|Naval History of Great Britain - Vol III
||British and French Fleets
THE most remarkable feature, in the abstract * for the commencement of the present year, is the number of vessels that appear in the two " Built " columns. At no former or subsequent period have 87 British ships of war been launched within the year. All these ships, except the five principal ones, had been ordered to be built since the commencement of the war, and upwards of 50 of them since the commencement of the year in which they first took the water. Nothing can better demonstrate the exertions made by the new lord of the admiralty (the late Lord Melville) to recover the British navy from the low state into which it had previously fallen. Of 87 vessels so launched in the year 1804, 80 had been built in the merchants' yards, a number amounting to nearly two thirds of all that had been similarly built during the whole nine years of the preceding war.
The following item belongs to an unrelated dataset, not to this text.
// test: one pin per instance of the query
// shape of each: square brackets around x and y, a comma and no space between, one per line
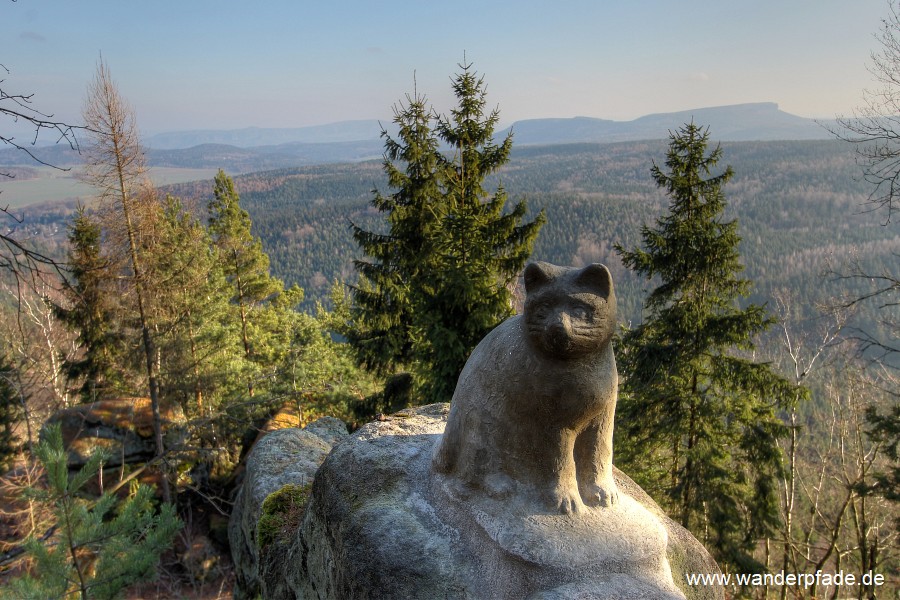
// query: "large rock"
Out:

Of the 88 new vessels ordered in 1804, 48 were gun-brigs, and 10 belonged to the N, or middling class of 74. The utility of the latter cannot be disputed ; but the former would probably have better answered the intended purpose of their construction had they been differently armed. Their light draught of water enabled them, certainly, to approach very near to an enemy's coast; but what effective opposition could 18-pounder carronades offer to the heavy long guns mounted by the French batteries and gun-boats ? The new gun-brigs were of a size (180 tons) to carry with ease four 32-pounder carronades, fitted to throw shells, and two long 18-pounders on traversing carriages, one at the bow, the other at the stern. With this reduction in their nominal, but increase in their real strength, these brigs would have been better able to cope with the description of force, which they were likely to encounter in the waters that were to be the scene of their services.
* See Appendix, Annual Abstract No. 13.